Inverno mangia cingolati
Il fango inghiottirà carri e blindati, Leopard o Abrams che siano. «Non rimarranno che i missili, gli ordigni volanti, i droni e i colpi di mano dei sabotatori», che è quello di cui già abbiamo anticipazioni. I raid sensazionali contro la base di Sebastopoli e la distruzione di due navi preziose per le dinamiche di guerra russe. E pochi giorni fa quel missile ‘Neptune’ che ha eliminato uno degli scudi antiaerei che proteggono l’istmo tra la penisola e il continente russo. Ed è il secondo centro nel giro di un mese. Bei colpi per Kiev, giustamente enfatizzati, «Ma le guerre si vincono con gli stivali sul terreno, riconquistando le città. Un compito immane per gli ucraini, perché l’Armata rossa ha ancora in pugno 160.800 chilometri quadrati di loro terre».

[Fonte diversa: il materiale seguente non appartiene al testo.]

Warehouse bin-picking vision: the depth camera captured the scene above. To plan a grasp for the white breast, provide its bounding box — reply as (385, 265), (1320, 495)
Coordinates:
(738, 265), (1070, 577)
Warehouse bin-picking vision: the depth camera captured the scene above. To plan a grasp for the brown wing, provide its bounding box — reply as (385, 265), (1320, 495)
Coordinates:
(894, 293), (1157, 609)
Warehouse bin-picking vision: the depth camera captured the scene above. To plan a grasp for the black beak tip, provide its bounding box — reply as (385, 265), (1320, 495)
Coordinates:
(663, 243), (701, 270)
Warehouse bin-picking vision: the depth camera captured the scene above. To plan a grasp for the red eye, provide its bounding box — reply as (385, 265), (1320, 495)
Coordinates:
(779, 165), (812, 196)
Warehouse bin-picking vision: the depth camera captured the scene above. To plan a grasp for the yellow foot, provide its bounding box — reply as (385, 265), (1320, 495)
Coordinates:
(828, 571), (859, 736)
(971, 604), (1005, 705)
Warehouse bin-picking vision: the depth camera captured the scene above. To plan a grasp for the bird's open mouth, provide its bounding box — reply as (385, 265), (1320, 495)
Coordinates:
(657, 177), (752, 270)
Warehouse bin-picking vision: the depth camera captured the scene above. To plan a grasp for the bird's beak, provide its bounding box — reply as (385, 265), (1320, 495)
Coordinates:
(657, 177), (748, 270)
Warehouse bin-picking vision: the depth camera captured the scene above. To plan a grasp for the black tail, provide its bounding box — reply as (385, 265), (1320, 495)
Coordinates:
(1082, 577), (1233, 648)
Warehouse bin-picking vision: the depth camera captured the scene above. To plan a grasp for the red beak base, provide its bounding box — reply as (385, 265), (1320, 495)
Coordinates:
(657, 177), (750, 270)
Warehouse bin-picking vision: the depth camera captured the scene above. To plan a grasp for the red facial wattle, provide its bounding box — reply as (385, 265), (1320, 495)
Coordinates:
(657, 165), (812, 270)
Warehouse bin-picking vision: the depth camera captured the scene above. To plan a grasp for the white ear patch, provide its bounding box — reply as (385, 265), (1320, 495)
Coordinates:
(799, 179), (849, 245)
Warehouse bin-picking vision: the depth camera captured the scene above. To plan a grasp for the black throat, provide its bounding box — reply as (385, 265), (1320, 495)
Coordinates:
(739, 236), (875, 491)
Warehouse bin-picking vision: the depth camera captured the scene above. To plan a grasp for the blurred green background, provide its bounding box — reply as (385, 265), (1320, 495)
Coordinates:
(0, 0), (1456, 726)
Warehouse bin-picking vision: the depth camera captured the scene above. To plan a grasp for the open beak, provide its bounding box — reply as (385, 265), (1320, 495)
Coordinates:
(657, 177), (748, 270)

Guerra delle “macchina volanti”
«La battaglia delle ‘macchine volanti’ non fa che alimentare speranze sterili, anche se stanno arrivando i missili americani da 300 chilometri e gli F-16», avverte ancora Palmas. Sapendo tutti già da ora che sia i missili sia i caccia bombardieri saranno comunque pochi. Incapaci di ribaltare un bilancio militare troppo dispari. Memoria macabra della storia: «Non riusciranno mai ad emulare gli americani che, nell’Iraq del 2003, fecero piovere una tempesta di fuoco sulle colonne di Saddam Hussein, polverizzandole in un solo giorno con 500 missili e 1.700 raid aerei».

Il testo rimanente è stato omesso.